Decision comes after Office of Fair Trading refers the deal to the Competition Commission
AG Barr and Britvic have called off their merger plans after the Office of Fair Trading referred merger to the Competition Commission.
The OFT said it was referring the merger to the Competition Commission amid concerns the deal could reduce “competition between certain brands of these two soft drinks suppliers”.
As a result, the OFT said it could “not rule out higher prices post merger”.
Barr and Britvic are two of the three main players in the UK soft drinks market, along with Coca-Cola Enterprises.
The OFT had postponed making a decision on the merger in January, two weeks before the deal was scheduled to conclude, saying it wanted more time to consider the deal and set a deadline for that decision for today.
A statement released by the OFT today states: “Barr and Britvic supply a range of carbonated and non-carbonated soft drink brands: Barr’s brands include Orangina, KA and Rubicon as well as IRN BRU, which has a particularly strong presence in Scotland.
“Britvic’s brands include Robinsons, Fruit Shoot,Tango and Pepsi.
“The OFT's investigation found that the acquisition raised competition concerns with respect to the loss of the competitive constraint from some of Britvic’s brands on Barr's IRN BRU and Orangina brands.
“Consumer survey evidence submitted by the merging parties showed that Coca-Cola and other brands supplied by Coca-Cola Enterprises were important alternative choices for many drinkers of Barr's IRN BRU and Orangina brands.
“However, it also showed that some of Britvic’s brands – in particular Pepsi and Tango - were also sufficiently close alternatives to raise competition concerns.
“As a result, the OFT could not rule out the possibility of higher prices post-merger.”
Amelia Fletcher, OFT chief economist and decision maker in this case, said: “The soft drinks industry is an important one for many consumers in Great Britain.
“People spend over £9 billion each year on these drinks.
“This merger will see the UK market reduce from three to two main players.
“Our investigation has identified competition concerns relating to this deal with respect to Barr’s IRN BRU and Orangina brands which could lead to higher prices for consumers.
“In addition, we could not rule out the possibility of further competition concerns arising from combining the overall Britvic portfolio of soft drinks with the entire Barr portfolio.
“We are therefore referring the merger to the Competition Commission for an in-depth investigation.”
In a joint statement to the markrt on Wednesday evening, AG Barr and Britvic said: “The boards of AG Barr and Britvic note the announcement by the Office of Fair Trading (the "OFT") today of its decision to refer the merger of AG Barr and Britvic (the "Merger") to the Competition Commission.
“Publication of the full text of the OFT's decision is awaited.

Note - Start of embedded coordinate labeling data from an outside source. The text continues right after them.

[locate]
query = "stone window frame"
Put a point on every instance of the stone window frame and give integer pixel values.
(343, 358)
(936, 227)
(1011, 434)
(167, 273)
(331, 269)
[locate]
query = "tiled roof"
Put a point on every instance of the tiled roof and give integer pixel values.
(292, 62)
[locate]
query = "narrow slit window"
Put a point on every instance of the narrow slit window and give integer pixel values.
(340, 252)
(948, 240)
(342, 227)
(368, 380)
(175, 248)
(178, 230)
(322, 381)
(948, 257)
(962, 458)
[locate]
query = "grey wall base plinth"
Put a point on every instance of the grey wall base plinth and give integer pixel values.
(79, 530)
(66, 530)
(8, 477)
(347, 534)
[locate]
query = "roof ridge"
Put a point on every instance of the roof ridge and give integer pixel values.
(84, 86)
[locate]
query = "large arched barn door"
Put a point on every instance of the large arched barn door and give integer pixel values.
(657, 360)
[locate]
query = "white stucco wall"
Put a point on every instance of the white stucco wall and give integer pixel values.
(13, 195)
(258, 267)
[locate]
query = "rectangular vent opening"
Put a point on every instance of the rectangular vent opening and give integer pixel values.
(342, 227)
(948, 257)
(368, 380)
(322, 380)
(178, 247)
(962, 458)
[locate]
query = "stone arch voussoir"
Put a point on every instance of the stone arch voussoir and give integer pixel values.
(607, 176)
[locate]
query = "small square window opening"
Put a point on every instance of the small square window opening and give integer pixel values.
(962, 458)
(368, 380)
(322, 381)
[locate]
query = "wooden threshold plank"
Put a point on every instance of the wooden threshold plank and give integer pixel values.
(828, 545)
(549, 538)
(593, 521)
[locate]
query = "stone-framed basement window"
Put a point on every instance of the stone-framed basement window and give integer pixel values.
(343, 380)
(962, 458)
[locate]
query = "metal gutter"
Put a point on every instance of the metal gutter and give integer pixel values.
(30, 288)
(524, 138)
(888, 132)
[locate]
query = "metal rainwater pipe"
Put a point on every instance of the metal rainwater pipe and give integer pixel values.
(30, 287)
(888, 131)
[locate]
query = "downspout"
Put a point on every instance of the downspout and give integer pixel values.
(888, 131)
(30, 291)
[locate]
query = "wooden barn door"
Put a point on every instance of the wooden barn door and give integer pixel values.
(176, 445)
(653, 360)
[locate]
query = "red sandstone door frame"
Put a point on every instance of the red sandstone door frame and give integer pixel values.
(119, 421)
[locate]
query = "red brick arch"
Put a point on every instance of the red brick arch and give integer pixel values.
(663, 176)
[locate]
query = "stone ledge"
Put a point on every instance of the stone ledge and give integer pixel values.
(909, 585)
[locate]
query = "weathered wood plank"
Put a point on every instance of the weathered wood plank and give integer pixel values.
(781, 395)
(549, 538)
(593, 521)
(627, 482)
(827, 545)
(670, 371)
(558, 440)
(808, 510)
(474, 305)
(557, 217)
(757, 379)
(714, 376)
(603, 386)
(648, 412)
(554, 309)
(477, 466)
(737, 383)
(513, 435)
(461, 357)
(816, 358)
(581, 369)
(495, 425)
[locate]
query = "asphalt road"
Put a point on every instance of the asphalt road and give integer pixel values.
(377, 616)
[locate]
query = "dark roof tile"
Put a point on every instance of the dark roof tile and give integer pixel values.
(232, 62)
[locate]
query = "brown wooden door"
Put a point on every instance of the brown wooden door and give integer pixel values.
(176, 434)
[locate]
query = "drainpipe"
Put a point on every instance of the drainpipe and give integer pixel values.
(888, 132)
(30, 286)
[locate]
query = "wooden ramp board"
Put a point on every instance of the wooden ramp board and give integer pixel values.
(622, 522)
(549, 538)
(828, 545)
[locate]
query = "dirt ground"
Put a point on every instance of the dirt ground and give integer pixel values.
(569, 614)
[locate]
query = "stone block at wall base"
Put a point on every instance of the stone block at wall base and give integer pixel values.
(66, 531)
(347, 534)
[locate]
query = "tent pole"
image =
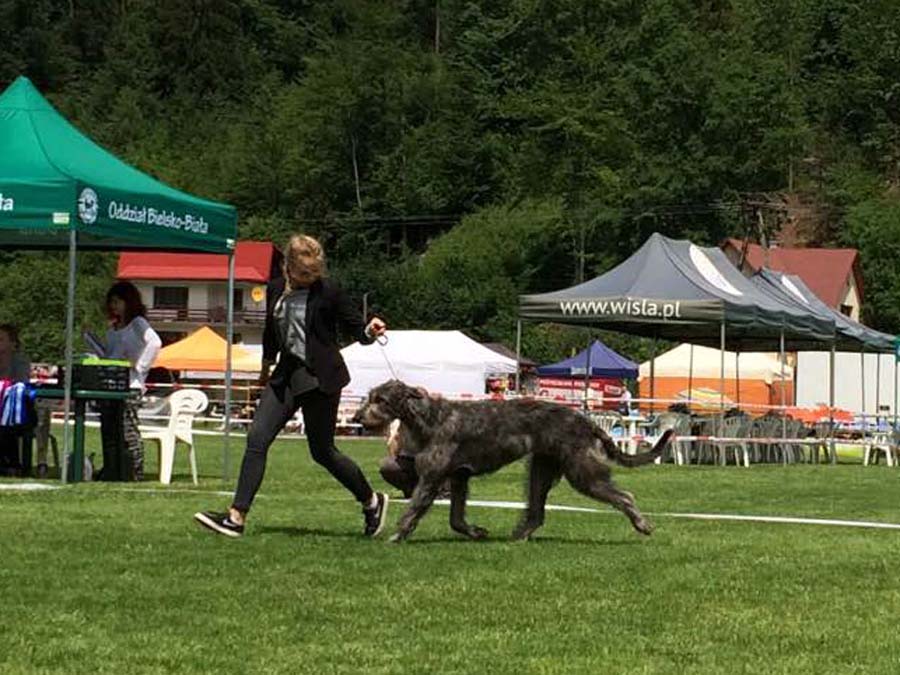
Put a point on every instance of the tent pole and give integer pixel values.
(862, 390)
(691, 378)
(229, 336)
(587, 374)
(652, 373)
(722, 382)
(78, 467)
(877, 389)
(831, 404)
(783, 411)
(895, 389)
(518, 354)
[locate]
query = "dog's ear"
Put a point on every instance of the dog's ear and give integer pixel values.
(414, 400)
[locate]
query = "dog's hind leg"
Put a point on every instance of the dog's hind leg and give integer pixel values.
(593, 479)
(423, 496)
(543, 471)
(459, 491)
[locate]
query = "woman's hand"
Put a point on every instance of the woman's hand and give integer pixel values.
(376, 327)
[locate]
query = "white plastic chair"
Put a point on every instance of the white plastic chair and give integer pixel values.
(184, 404)
(882, 442)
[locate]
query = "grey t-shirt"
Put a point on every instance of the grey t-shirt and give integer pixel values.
(290, 317)
(290, 313)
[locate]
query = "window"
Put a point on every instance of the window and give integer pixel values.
(170, 297)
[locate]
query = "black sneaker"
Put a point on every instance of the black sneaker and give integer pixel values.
(377, 516)
(219, 522)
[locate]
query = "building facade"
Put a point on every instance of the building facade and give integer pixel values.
(184, 291)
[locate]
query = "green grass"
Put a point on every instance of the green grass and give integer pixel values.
(118, 579)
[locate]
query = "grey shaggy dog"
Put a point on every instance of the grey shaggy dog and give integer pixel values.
(456, 440)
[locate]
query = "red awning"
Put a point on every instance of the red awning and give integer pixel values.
(253, 262)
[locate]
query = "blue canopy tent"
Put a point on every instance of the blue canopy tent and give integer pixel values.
(600, 359)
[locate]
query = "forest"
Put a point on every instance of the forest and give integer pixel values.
(454, 154)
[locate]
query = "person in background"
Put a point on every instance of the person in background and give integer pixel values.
(14, 367)
(129, 337)
(304, 310)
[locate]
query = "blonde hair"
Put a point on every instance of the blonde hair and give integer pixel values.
(306, 253)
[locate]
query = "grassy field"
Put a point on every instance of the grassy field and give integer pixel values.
(118, 579)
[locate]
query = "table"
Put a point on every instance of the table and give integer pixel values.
(633, 422)
(118, 469)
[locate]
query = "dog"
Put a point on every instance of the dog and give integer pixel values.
(457, 440)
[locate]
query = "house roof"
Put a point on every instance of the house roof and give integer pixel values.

“AG Barr and Britvic will continue to work together and will make a further joint announcement following their combined review of the OFT's full decision.
“As a result of the OFT's decision, condition 3(c) to the merger (as set out in part A of part IV of the scheme document dated 5 December 2012) relating to UK merger control has not been satisfied and is now invoked by AG Barr.
“In accordance with its terms, the merger has now lapsed and Britvic confirms that the scheme will not proceed.
“Under Rule 12.2 of the Takeover Code, the offer period in relation to Britvic has now ended and a competition reference period has now commenced.
“Capitalised terms used but not defined in this announcement have the same meanings as set out in the scheme document dated 5 December 2012.”
A joint market statement, issued by AG Barr and Britvic on Thursday, states: “AG Barr and Britvic believe that the merger will not result in a substantial lessening of competition and that they will be able to demonstrate this to the Competition Commission.
“The Boards of AG Barr and Britvic therefore intend to work together with the Competition Commission during its investigation with a view to seeking clearance of the proposed merger.
“The Competition Commission's investigation is expected to take approximately six months.
“If clearance is received from the Competition Commission on terms satisfactory to both A.G. Barr and Britvic, the Boards of AG Barr and Britvic will each reconsider, at that time, the terms of a possible merger between AG Barr and Britvic.
“There can be no certainty or assurance that, following such clearance, any such merger would be forthcoming or that any offer will be made by either A.G. Barr or Britvic.
“AG Barr and Britvic consider there to be compelling rationale for clearance.
“The view of the two Boards on the benefits of the transaction is unchanged and they continue to believe that it is in the interests of the two shareholder groups.
“AG Barr and Britvic will continue to work closely with the authorities to expedite clearance.”